Naomi Keena, Mohamed Aly Etman, & Anna Dyson
Yale University
According to federal scientists, understanding the consequences of climate change on the US involves studying the interconnections between the natural, built, and social systems we rely on and their vulnerability to cascading impacts. Not with standing this complexity, as pointed out by AIA’s “Designing for Integration” measure, individual design strategies can offer multi-faceted value across social, economic, and environmental systems. Managing interconnections between systems poses many challenges, including linking siloed streams of heterogeneous data, uniting various stakeholders, and necessitating intellectual agility to respond to societal, economic, and environmental shifts. This paper outlines ongoing interdisciplinary research, exploring the harnessing of big data in mapping interconnections within the Built Environment Process (BEP). By tracking carbon, energy and material flows, it aims to surpass the concept of a building, in abstraction, fixed solely in the operational phase, but rather as a system which undergoes multiple journeys of carbon, energy and material transformation in its initial construction and future dismantle. Such a system includes many stakeholders who represent each phase of the BEP. According to the Department of Energy, the compartmentalization and lack of communication between building professionals in each sector results in sub-optimal designs and less than optimal building operations while contributing to environmental impacts. A McKinsey report on the construction sector echoes this view, defining the sector’s lack of productivity and predicting that, faced with sustainability demands, the sector will need to reassess how it builds to reduce waste and abate carbon emissions.

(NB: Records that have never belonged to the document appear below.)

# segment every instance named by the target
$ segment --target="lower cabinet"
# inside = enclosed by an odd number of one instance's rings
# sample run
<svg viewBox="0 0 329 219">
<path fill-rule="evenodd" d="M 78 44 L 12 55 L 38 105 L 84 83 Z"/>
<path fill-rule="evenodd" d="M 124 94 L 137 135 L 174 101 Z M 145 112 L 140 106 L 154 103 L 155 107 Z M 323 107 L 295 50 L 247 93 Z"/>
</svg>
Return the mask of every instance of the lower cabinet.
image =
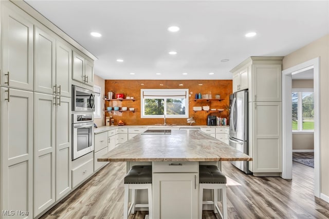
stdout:
<svg viewBox="0 0 329 219">
<path fill-rule="evenodd" d="M 10 211 L 19 210 L 33 218 L 33 93 L 2 87 L 0 94 L 0 217 L 17 218 Z"/>
<path fill-rule="evenodd" d="M 153 177 L 154 218 L 197 218 L 197 173 L 153 173 Z"/>
</svg>

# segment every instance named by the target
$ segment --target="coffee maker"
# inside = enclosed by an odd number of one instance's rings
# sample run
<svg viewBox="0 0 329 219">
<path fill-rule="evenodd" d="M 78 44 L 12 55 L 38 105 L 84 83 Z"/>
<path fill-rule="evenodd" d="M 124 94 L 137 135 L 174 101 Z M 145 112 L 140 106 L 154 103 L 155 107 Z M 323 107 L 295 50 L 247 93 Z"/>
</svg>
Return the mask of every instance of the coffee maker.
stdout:
<svg viewBox="0 0 329 219">
<path fill-rule="evenodd" d="M 217 116 L 215 115 L 208 115 L 207 117 L 207 126 L 216 126 Z"/>
</svg>

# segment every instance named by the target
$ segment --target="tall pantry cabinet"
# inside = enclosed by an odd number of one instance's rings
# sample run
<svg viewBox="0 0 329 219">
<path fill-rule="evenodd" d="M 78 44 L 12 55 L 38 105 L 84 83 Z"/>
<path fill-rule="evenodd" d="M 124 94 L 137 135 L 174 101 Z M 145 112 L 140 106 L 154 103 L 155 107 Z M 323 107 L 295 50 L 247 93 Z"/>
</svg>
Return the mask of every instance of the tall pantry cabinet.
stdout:
<svg viewBox="0 0 329 219">
<path fill-rule="evenodd" d="M 85 50 L 24 2 L 0 4 L 0 213 L 38 217 L 71 191 L 72 51 Z"/>
<path fill-rule="evenodd" d="M 279 176 L 282 171 L 283 58 L 252 56 L 231 70 L 234 77 L 247 70 L 248 86 L 243 87 L 248 89 L 249 170 L 255 176 Z"/>
</svg>

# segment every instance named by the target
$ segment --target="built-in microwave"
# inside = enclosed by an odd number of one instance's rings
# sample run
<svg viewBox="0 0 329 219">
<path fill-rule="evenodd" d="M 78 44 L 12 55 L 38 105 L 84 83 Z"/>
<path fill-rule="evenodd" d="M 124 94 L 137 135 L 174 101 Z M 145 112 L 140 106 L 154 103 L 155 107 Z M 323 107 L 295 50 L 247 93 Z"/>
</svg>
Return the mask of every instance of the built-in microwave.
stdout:
<svg viewBox="0 0 329 219">
<path fill-rule="evenodd" d="M 72 114 L 72 160 L 94 151 L 93 116 Z"/>
<path fill-rule="evenodd" d="M 72 111 L 95 111 L 94 92 L 72 85 Z"/>
</svg>

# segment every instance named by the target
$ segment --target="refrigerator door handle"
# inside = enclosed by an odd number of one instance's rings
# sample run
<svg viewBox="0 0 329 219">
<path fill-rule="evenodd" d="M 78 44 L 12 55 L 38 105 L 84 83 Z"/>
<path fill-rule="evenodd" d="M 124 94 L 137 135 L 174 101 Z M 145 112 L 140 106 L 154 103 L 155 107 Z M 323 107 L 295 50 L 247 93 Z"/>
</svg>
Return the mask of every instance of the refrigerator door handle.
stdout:
<svg viewBox="0 0 329 219">
<path fill-rule="evenodd" d="M 239 144 L 239 145 L 243 145 L 243 142 L 240 142 L 236 140 L 233 140 L 231 137 L 230 137 L 230 142 L 232 142 L 234 143 Z"/>
</svg>

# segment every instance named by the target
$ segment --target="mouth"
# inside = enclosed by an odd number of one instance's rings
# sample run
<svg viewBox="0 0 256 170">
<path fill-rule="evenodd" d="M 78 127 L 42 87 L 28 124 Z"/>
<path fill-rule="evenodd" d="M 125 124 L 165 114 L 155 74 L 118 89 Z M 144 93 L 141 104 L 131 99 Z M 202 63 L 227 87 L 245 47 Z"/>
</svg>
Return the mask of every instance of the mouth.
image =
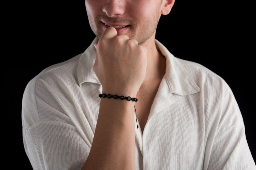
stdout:
<svg viewBox="0 0 256 170">
<path fill-rule="evenodd" d="M 106 23 L 104 23 L 105 24 L 105 25 L 106 25 L 108 27 L 114 27 L 116 29 L 117 29 L 118 28 L 125 28 L 126 27 L 128 27 L 129 25 L 119 25 L 118 26 L 114 26 L 113 25 L 109 25 L 107 24 L 106 24 Z"/>
</svg>

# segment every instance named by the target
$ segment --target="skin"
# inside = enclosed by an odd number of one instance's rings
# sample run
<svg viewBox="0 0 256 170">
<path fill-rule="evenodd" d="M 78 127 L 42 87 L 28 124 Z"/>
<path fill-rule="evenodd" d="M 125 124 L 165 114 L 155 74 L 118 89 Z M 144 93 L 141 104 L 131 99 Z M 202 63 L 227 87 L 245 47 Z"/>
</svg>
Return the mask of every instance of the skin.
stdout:
<svg viewBox="0 0 256 170">
<path fill-rule="evenodd" d="M 90 25 L 98 39 L 93 68 L 103 93 L 138 101 L 102 98 L 83 169 L 135 169 L 134 106 L 143 132 L 165 73 L 165 58 L 155 44 L 156 30 L 161 15 L 170 13 L 174 2 L 85 0 Z"/>
</svg>

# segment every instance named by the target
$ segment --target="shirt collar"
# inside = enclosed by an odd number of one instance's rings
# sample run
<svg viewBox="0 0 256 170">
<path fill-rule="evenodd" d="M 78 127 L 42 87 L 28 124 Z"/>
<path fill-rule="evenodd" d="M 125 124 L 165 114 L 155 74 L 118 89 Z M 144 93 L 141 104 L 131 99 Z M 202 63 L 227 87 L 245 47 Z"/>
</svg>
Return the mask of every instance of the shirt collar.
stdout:
<svg viewBox="0 0 256 170">
<path fill-rule="evenodd" d="M 80 87 L 82 84 L 85 82 L 100 84 L 100 81 L 93 68 L 95 62 L 96 53 L 94 44 L 97 42 L 97 38 L 94 39 L 79 59 L 77 74 L 78 84 Z"/>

Methodology: A Data to Knowledge Framework
Bridging the gap between building stakeholders and navigating a multi-scalar expanded scope of design may have been unforeseen in the 20th Century, but with a transition from industrial societies to knowledge societies, today data to knowledge frameworks offer unprecedented opportunities in decoding complexity. This paper attempts to map the BEP through a new data to knowledge framework named SEVA (Socio-Ecological Visual Analytics), which has been designed to link heterogeneous data. It describes the methodology used to map the BEP in SEVA. This involves the deployment of semantic web ontologies to generate a knowledge graph of the BEP; virtually connecting each phase and its associated stakeholders, thereby, conceivably acting as an overview tool for the BEP. The mapping is projected within a 360O immersive environment which acts as a situation room adding visual clarity to the multi-scalar complexity while bringing various stakeholders together.
Results: Visual Mapping and Semantic Linkages towards a Seamless BEP
Alongside highlighting gaps, redundancy and environmental impacts within the BEP, the results show cross-cutting opportunities within BEP activities.
Significance
This research has significance in multi-stakeholder engagement and evidence-based decision-making, especially within work which strives to find solutions to grand challenges such as environmental issues. By unlocking the potential of big data, it aims to facilitate in projecting future scenarios towards a sustainable and progressive future. It offers potential value to circular economy methods, amendments to policy and building codes, and the creation of incentives for cross-industry collaboration.